Juneteenth: Unlearning White Lies From the Classroom

Juneteenth: Unlearning White Lies From the Classroom (Photo courtesy of Obse Abebe)

If I have learned anything from the American education system, it’s that history is written by the victors. The white victors.

Learning this required me to unlearn what I had been taught about American history — especially the Black history of this country. Don’t get me wrong, I wasn’t completely naive. I knew many of the lessons I sat through didn’t capture the full experience of Black Americans.

However, I wasn’t that cynical either. Even if the curriculum and my teachers omitted certain information, I still assumed they would do the bare minimum — not blatantly lie.

I was wrong.

Up until my freshman year of high school in June 2020, it was my understanding that the Emancipation Proclamation released all enslaved people within a matter of months. I discovered through TikTok, and some of my own follow up research that it took years for some enslaved people to be liberated.

One of the longest delays happened in Texas, where enslaved people had to wait two additional years for freedom. Their long-overdue liberation is celebrated and marked by Juneteenth.

However, what does it say about American schools that I learned all of that in June 2020, and through TikTok of all places? Previous teachers of mine have mentioned and even celebrated Christopher Columbus Day; but they never mentioned Juneteenth.

I wish I could say that was where the lies ended, but that would be a lie in and of itself.

In the last school year, I discovered through my AP United States History course that the Emancipation Proclamation only guaranteed freedom to enslaved people in rebelling Confederate territory. This not only continued slavery in Union states, but it also exposed the Proclamation’s true purpose: a strategic tactic meant to prevent Confederates from enlisting enslaved people in their army.

It hurts that even when I learned about Juneteenth and felt secure about my knowledge of the Proclamation, this bombshell was dropped on me. 

I don’t think teachers understand what this does to students like me; Black and brown students who rarely see people like us talked about outside of the context of oppression.
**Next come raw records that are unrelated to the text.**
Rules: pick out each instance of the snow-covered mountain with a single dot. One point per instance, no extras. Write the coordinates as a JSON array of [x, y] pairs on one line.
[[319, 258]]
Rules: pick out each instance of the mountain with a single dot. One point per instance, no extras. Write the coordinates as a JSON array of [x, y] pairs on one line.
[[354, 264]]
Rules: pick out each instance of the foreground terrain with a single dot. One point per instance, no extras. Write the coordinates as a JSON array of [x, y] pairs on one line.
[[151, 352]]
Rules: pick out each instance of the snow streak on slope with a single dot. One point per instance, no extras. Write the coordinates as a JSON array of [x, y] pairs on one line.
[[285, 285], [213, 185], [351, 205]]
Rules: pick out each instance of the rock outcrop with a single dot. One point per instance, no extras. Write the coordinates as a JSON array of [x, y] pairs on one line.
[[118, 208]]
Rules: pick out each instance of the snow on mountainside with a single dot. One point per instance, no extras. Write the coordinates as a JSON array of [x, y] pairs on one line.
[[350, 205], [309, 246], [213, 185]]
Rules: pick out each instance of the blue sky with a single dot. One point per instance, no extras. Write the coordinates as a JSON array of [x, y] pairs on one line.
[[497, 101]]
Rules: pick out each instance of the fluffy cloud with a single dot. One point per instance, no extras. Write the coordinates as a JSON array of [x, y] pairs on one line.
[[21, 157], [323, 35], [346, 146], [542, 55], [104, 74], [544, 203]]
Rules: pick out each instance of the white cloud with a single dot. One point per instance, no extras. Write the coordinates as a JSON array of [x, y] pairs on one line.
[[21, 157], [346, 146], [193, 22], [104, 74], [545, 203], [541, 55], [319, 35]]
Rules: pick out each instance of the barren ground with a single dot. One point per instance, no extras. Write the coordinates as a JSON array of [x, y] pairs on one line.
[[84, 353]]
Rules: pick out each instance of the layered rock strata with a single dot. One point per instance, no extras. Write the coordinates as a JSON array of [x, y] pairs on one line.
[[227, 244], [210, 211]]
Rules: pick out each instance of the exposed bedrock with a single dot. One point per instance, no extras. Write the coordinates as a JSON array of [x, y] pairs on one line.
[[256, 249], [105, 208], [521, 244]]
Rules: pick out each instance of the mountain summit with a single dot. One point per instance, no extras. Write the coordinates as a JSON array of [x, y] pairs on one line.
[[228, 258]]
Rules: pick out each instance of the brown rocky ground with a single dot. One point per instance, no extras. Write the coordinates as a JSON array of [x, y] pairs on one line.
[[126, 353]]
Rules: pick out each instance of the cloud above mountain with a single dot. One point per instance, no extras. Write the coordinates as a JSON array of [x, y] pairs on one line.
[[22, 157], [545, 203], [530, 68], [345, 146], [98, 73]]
To not only rarely have empowering representation, but to also be lied to about our history —  our Black history —  felt like a betrayal.

By not teaching me Black history and/or rewriting parts of it to favor the white victors, my so-called educators are conditioning me. Omitting the reality of the Emancipation Proclamation and how it didn’t guarantee universal or immediate Black Liberation perpetuates the idea that racism and slavery ended in 1863.

Juneteenth is an inspirational representation of Black resistance and Black joy, two powerful tools that some wouldn’t want in the hands of people like me. From the cookouts to the mutual aid organizing, our Juneteenth festivities make their apprehension understandable because such unity is a testament to Black persistence. It’s a statement that we are still here, and we will keep celebrating to remind those who come after that we aren’t going anywhere. 

I was conditioned to believe that my resistance isn’t valid. But it is. I was conditioned to believe that my joy isn’t precious. But it is.

Black joy and Black resistance have always been and will always be important. It’s important on days when the lurking shadow of racism overwhelms me and slavery taunts me through the orange jumpsuits of the prison-industrial complex. It’s important when I choose where to spend money and come across a Black-owned business. It’s important when I walk into school and remember that people will see me as Black first and a student second.

Learning about Juneteenth was empowering — something I have rarely felt in class. However, it’s also introduced a question that still eats away at me: when will I get to be a student and not my own teacher?